Certamente Argan circoscriveva l'Arte, e di conseguenza la sua morte, ad un "sistema di tecniche legate al lento e personale lavoro artigianale". Pertanto con il concetto della "morte dell'arte" non voleva mettersi in lutto; voleva solo dire "che all'arte è succeduta una ricerca estetica con altri mezzi". Ed era proprio questo succedersi che per me non aveva senso. Nella contemporaneità ci sono sempre pluralità di forme espressive, poi la storia nel suo filtro entropico perde molte sfumature e lascia una traccia diacronica dell'evoluzione. Per meglio dire: quanto diceva Argan, lo vedevo contraddetto da molta produzione artistica che ancora fondava sui principi che lui decretava defunti.
Ma poi, a quasi quarant'anni di distanza, ecco la profezia avverarsi.
Io mi sono sopito per un po', mi sono distratto e come William Guest eroe della novella di Morris, mi sono svegliato e non ho più riconosciuto ciò che mi circondava.

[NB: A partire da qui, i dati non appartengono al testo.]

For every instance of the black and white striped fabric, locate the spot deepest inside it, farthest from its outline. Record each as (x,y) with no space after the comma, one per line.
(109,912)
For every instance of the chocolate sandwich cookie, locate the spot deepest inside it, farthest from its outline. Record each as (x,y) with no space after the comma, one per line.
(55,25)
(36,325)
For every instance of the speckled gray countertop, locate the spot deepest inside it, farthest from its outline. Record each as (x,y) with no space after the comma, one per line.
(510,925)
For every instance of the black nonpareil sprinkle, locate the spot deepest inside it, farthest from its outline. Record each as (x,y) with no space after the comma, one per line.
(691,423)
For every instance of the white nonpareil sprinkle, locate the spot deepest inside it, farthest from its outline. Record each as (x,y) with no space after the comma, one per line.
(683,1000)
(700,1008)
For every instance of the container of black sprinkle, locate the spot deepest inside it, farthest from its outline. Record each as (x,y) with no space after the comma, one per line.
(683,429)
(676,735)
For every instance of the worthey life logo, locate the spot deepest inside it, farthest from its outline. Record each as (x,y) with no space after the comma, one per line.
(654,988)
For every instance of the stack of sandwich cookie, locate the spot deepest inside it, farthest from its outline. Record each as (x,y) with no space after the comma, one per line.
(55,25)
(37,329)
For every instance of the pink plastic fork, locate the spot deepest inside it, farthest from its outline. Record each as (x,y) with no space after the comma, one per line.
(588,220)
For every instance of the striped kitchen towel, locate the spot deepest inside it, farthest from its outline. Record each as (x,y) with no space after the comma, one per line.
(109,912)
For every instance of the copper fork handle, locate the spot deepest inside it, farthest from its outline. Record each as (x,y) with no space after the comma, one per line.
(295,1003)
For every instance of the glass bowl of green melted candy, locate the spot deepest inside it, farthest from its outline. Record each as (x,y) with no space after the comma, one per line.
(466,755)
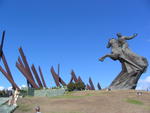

Il sistema tradizionale era un modello basato sulla produzione artigianale con una massima qualità e una minima quantità: poteva essere raffigurato da una piramide con alla base gli oggetti comuni ed al vertice le eccelse forme di espressione artistica, oggi questo modello non è più adeguato. In una società caratterizzata dalla produzione industriale si deve assumere un modello raffigurabile come una spirale di variazioni infinite di prodotti di massa. Il nuovo modello è quindi caratterizzato dal progetto; e se questo è risultato valido per il design, lo si è messo in pratica anche per il prodotto artistico.
Ma l'arte, come un araba fenice, risorge sempre. Se da una parte l'evoluzione è stata nella moltiplicazione di un idea su scala industriale, dall'altra, la ricerca pura di un idea unica, ha spinto ad eccessi la cui forma estetica è ancora tutta da definire.
Pertanto se l'arte è morta, viva l'arte.